И тут появилась пишущая машинка, Гелла села за неё, а кот продиктовал:
– Сим удостоверяется, что предъявитель сего Николай Иванович Филармонов провёл упомянутую ночь на балу у сатаны, будучи привлечён в качестве перевозочного средства, в скобках – боров ведьмы Наташи. Подпись Бегемот.
– А число? – пискнул Николай Иванович.
– Чисел не ставим, с числом бумага станет недействительной, – отозвался кот, подписал бумагу, вынул откуда-то печать, подышал на неё, оттиснул на бумаге слово "уплочено" и вручил её Николаю Ивановичу. И тот немедля исчез, и опять стукнула передняя дверь.
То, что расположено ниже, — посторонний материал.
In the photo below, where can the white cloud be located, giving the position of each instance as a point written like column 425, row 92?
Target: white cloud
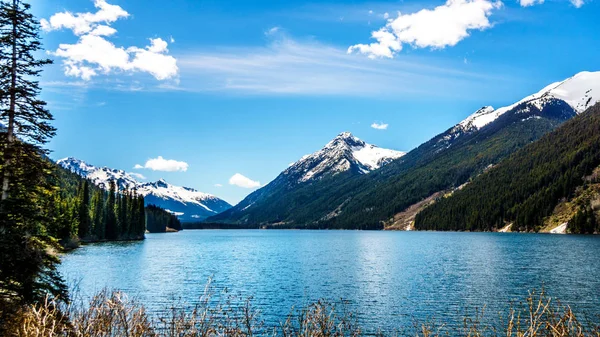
column 242, row 181
column 577, row 3
column 272, row 31
column 162, row 164
column 93, row 54
column 83, row 23
column 137, row 175
column 436, row 28
column 527, row 3
column 379, row 126
column 290, row 67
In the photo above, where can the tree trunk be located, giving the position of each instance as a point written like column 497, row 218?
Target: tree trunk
column 11, row 111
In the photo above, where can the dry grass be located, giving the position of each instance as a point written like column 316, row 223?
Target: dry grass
column 112, row 314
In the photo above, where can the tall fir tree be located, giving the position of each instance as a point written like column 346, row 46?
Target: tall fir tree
column 84, row 211
column 27, row 266
column 111, row 219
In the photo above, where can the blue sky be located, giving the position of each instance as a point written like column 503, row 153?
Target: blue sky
column 248, row 87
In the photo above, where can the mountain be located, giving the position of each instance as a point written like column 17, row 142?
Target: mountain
column 552, row 182
column 187, row 203
column 344, row 156
column 344, row 153
column 446, row 162
column 579, row 92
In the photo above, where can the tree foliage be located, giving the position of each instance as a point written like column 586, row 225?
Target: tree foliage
column 526, row 187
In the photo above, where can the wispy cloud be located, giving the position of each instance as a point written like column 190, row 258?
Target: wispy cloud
column 288, row 66
column 93, row 54
column 243, row 181
column 379, row 126
column 436, row 28
column 162, row 164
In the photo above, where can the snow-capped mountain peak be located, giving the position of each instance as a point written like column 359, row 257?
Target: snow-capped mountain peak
column 579, row 92
column 343, row 153
column 100, row 176
column 186, row 202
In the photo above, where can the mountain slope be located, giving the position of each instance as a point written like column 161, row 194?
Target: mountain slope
column 345, row 156
column 188, row 204
column 525, row 188
column 445, row 162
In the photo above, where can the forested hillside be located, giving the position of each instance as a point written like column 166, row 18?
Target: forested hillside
column 366, row 201
column 82, row 211
column 526, row 188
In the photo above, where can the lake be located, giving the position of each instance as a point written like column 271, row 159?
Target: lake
column 388, row 278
В ту же минуту ещё одна голова просунулась в дверь.
– Это ещё кто? – спросил, заслоняясь от свечей, Воланд.
Варенуха всунулся в комнату, стал на колени, вздохнул и тихо сказал:
– Поплавского до смерти я напугал {} с Геллой… Вампиром быть не могу, отпустите…
– Какой такой вампир? Я его даже не знаю… Какой Поплавский? Что это ещё за чепуха?
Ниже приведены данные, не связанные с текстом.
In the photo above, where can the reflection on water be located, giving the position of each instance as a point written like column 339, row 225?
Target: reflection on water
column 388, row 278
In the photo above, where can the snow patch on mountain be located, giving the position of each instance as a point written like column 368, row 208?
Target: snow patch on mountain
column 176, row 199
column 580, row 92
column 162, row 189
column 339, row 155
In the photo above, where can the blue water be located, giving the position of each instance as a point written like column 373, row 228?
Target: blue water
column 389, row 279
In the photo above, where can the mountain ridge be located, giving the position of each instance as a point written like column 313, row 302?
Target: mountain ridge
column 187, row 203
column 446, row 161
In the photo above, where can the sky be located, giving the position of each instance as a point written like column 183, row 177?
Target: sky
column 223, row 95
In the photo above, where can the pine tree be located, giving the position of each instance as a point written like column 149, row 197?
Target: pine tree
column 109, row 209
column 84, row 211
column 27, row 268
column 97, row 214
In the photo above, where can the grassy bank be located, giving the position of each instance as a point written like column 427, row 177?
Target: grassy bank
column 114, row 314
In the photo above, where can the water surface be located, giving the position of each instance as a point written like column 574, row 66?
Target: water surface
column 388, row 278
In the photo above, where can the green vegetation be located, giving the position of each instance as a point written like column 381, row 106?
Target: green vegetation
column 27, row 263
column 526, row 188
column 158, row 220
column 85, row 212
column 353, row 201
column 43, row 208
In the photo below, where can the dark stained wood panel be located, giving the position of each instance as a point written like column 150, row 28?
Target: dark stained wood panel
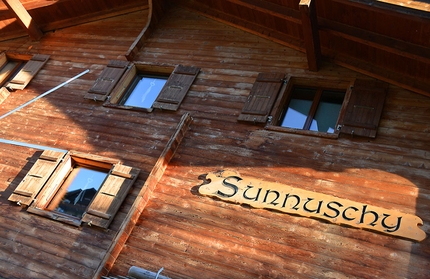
column 192, row 236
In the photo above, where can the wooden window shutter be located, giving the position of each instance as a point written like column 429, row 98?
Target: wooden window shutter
column 364, row 108
column 30, row 69
column 106, row 203
column 3, row 60
column 262, row 97
column 36, row 178
column 176, row 88
column 107, row 80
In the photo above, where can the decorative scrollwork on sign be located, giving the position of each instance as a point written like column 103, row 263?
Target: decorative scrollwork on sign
column 230, row 186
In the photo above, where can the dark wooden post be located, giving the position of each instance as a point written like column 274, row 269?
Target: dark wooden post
column 24, row 18
column 310, row 33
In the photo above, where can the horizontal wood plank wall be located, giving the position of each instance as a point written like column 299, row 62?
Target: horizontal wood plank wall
column 354, row 35
column 198, row 237
column 33, row 246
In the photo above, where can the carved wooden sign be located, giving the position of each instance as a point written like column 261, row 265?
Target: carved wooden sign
column 230, row 186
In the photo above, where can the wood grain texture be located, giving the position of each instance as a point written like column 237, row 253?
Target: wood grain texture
column 192, row 236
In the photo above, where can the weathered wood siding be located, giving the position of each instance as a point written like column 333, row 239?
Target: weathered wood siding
column 35, row 247
column 192, row 236
column 390, row 43
column 189, row 235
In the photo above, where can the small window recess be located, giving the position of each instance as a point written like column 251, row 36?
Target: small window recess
column 75, row 187
column 358, row 105
column 310, row 107
column 116, row 83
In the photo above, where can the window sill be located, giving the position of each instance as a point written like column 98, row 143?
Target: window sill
column 302, row 132
column 57, row 216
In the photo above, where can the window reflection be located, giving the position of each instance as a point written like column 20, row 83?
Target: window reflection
column 313, row 109
column 143, row 91
column 82, row 184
– Не извольте беспокоиться, мессир, – сказал Азазелло и обратился к Варенухе:
– Хамить не надо по телефону, ябедничать не надо, слушаться надо, лгать не надо.
Варенуха просветлел лицом и вдруг исчез, и опять-таки стукнула парадная дверь.
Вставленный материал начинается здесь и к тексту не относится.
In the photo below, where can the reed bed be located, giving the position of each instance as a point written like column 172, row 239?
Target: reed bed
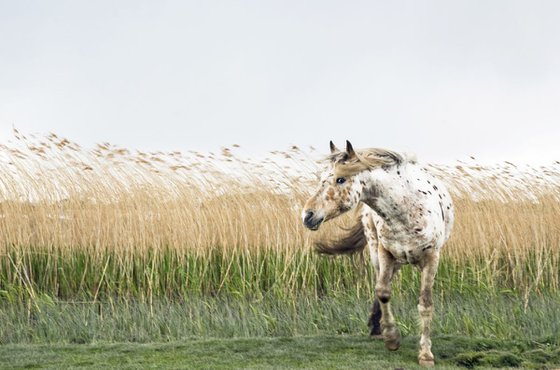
column 81, row 223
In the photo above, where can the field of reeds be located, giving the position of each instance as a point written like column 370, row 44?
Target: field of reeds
column 112, row 244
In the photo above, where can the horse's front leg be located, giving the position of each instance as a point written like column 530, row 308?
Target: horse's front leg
column 374, row 321
column 425, row 308
column 387, row 268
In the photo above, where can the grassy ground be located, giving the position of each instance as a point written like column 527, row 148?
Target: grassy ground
column 489, row 315
column 316, row 352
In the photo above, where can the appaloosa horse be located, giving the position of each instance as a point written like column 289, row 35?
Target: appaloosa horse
column 406, row 217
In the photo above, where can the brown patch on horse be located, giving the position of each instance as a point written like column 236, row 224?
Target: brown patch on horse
column 353, row 242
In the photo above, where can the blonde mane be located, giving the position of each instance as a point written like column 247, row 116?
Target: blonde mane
column 367, row 159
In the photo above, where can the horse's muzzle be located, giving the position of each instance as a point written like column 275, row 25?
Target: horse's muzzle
column 311, row 221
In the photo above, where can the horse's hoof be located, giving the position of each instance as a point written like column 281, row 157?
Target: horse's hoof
column 426, row 362
column 393, row 345
column 426, row 359
column 392, row 339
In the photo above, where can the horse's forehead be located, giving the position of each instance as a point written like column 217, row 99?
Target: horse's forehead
column 327, row 174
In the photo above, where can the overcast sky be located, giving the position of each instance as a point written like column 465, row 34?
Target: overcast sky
column 445, row 79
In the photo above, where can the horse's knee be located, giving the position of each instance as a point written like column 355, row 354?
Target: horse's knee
column 375, row 319
column 383, row 294
column 425, row 299
column 425, row 311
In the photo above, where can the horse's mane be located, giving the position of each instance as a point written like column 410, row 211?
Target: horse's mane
column 368, row 159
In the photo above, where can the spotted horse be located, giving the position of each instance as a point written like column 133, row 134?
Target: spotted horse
column 406, row 217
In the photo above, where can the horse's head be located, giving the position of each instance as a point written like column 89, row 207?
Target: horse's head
column 337, row 192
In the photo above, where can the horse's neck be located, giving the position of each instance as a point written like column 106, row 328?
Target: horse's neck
column 385, row 190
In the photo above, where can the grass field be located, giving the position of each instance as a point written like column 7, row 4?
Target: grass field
column 109, row 246
column 316, row 352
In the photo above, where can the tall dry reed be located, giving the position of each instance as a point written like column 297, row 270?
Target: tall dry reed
column 57, row 198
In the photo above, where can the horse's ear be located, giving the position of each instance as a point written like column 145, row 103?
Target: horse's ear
column 334, row 149
column 350, row 150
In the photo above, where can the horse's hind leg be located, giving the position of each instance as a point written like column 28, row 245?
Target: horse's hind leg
column 425, row 309
column 374, row 322
column 387, row 267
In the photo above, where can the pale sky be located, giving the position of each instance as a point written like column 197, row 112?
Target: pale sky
column 444, row 79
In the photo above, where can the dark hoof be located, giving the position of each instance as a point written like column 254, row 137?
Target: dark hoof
column 392, row 339
column 429, row 363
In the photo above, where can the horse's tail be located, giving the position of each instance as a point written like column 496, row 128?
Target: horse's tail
column 353, row 242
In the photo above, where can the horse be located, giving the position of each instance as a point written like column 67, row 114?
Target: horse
column 406, row 217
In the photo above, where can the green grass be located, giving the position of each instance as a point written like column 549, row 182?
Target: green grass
column 493, row 316
column 315, row 352
column 269, row 309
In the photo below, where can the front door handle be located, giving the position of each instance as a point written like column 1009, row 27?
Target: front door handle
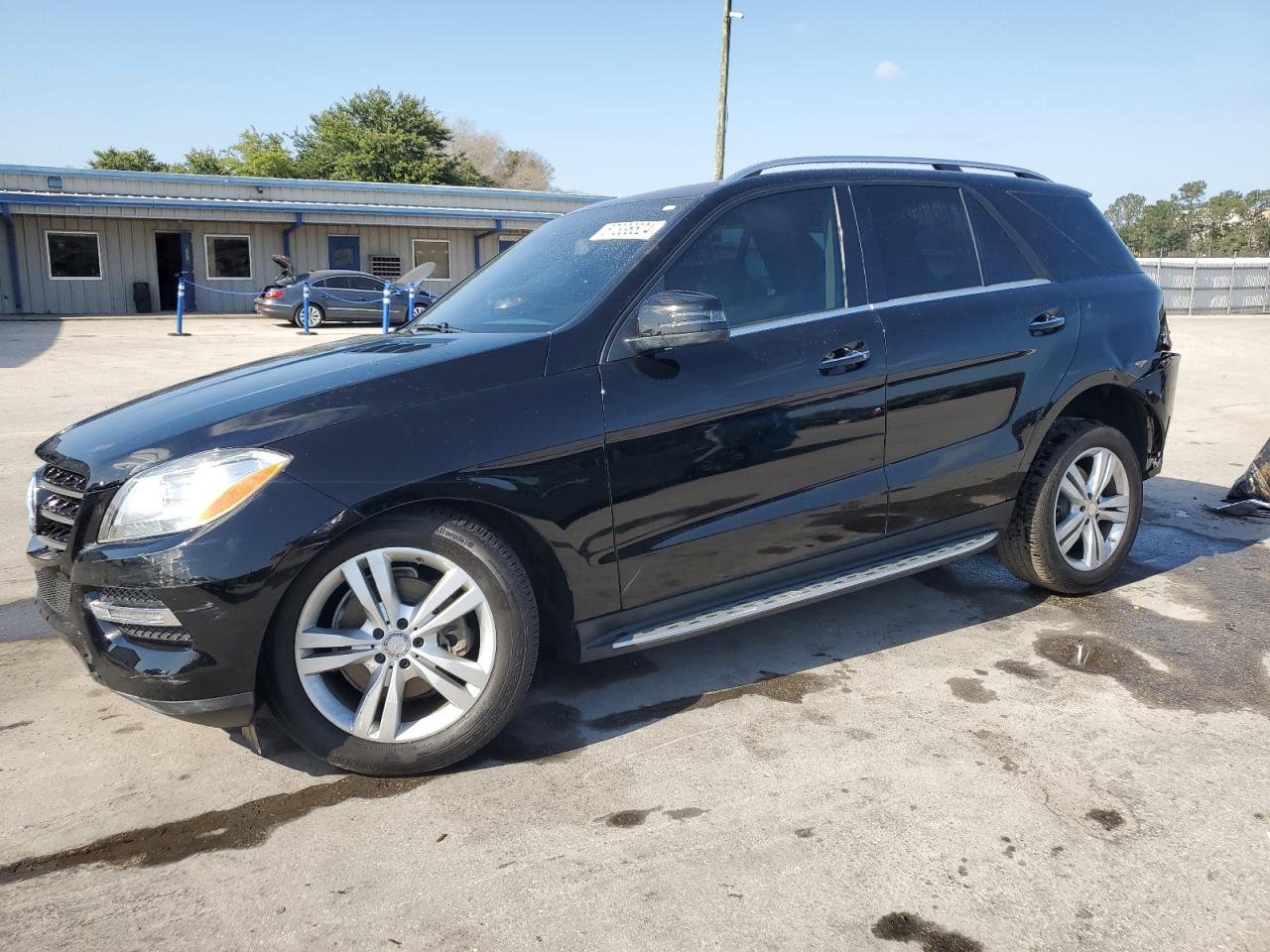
column 1047, row 322
column 844, row 358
Тогда, управившись наконец со всеми делами, подняли мастера со стула, где он сидел безучастно, накинули на него плащ. Наташа, тоже уже одетая в плащ, взяла чемодан, стали прощаться, выходить и вышли в соседнюю тёмную комнату. Но тут раздался голос Воланда:
– Вернитесь ко мне, мастер и Маргарита, а остальные подождите там.
И вот перед Воландом, по-прежнему сидящим на кровати, оказались оба, которых он позвал.
Маргарита стояла, уставив на Воланда блестящие, играющие от радости глаза, а мастер, утомлённый и потрясённый всем виденным и пережитым, с глазами потухшими, но не безумными. И теперь в шапочке, закутанный в плащ, он казался ещё худее, чем был, и нос его заострённый ещё более как-то заострился на покрытом чёрной щетиной лице.
– Маргарита! – сказал Воланд.
Маргарита шевельнулась.
– Маргарита! – повторил Воланд, – вы довольны тем, что получили?
– Довольна, и ничего больше не хочу! – ответила Маргарита твёрдо.
Воланд приказал ей:
– Выйдите на минуту и оставьте меня с ним наедине.
Когда Маргарита, тихо ступая туфлями из лепестков, ушла, Воланд спросил:
– Ну, а вы?
Мастер ответил глухо:
– А мне ничего и не надо больше, кроме неё.
– Позвольте, – возразил Воланд, – так нельзя. А мечтания, вдохновение? Великие планы? Новые работы?
Мастер ответил так:
– Никаких мечтаний у меня нет, как нет и планов. Я ничего не ищу больше от этой жизни и ничто меня в ней не интересует. Я её презираю. Она права, – он кивнул на Маргариту, – мне нужно уйти в подвал. Мне скучно на улице, они меня сломали, я хочу в подвал.
– А чем же вы будете жить? Ведь вы будете нищенствовать?
– Охотно, – ответил мастер.
– Хорошо. Теперь я вас попрошу выйти, а она пусть войдёт ко мне.
И Маргарита была теперь наедине с Воландом.
– Иногда лучший способ погубить человека – это предоставить ему самому выбрать судьбу, – начал Воланд, – вам предоставлялись широкие возможности, Маргарита Николаевна! Итак, человека за то, что он сочинил историю Понтия Пилата, вы отправляете в подвал в намерении его там убаюкать?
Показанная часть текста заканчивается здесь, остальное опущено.